Isso quer dizer que a fabricação e o crescimento das coisas, animais, plantas e, sobretudo, das crianças é possível apenas nos contextos relacionais de um envolvimento mútuo entre as pessoas e seus ambientes. Com isso, ressaltar-se-iam duas características dos organismos: são autônomos e criativos e, ao mesmo tempo, estão inseridos num meio que lhe é importante para sua própria autonomia. E, agora, podemos introduzir as crianças propriamente ditas, organismos autônomos e dependentes ao mesmo tempo.

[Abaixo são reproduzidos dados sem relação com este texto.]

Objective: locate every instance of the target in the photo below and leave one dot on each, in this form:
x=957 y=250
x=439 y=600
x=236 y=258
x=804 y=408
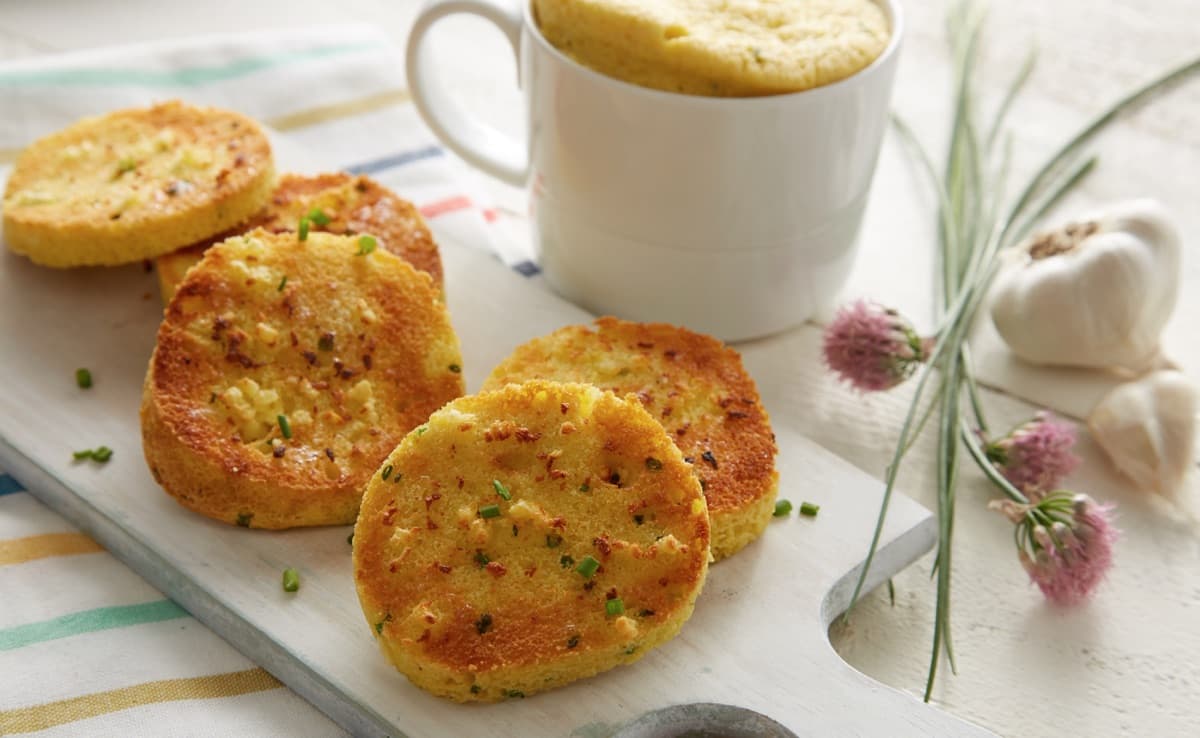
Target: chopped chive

Criança como índice versus criança como agente A socialização poderia ser pensada como a aquisição gradativa de conhecimentos sobre determinado assunto. A criança, ser passivo, aprende. O adulto, ser ativo, ensina. A relação seria unilateral e não comportaria direções contrárias. A linha do conhecimento viria, literalmente, de cima para baixo. A cultura se adquiriria em um processo semelhante. A criança – um ser associal em quem a cultura será inculcada. O trabalho de socialização das crianças seria visto como um mecanismo progressivo de aquisição de cultura. Essa maneira de pensar repousa sobre a definição do adulto portador de cultura, do bebê enquanto ser associal e da criança enquanto ser se tornando social à medida da inculcação dos padrões de comportamento culturais de sua região natal. Nesse sentido, cultura é algo que se adquire, que está localizada no mundo dos adultos e cabe a eles passá-la adiante. A cultura teria um remetente e destinatário, assim como um endereço fixo.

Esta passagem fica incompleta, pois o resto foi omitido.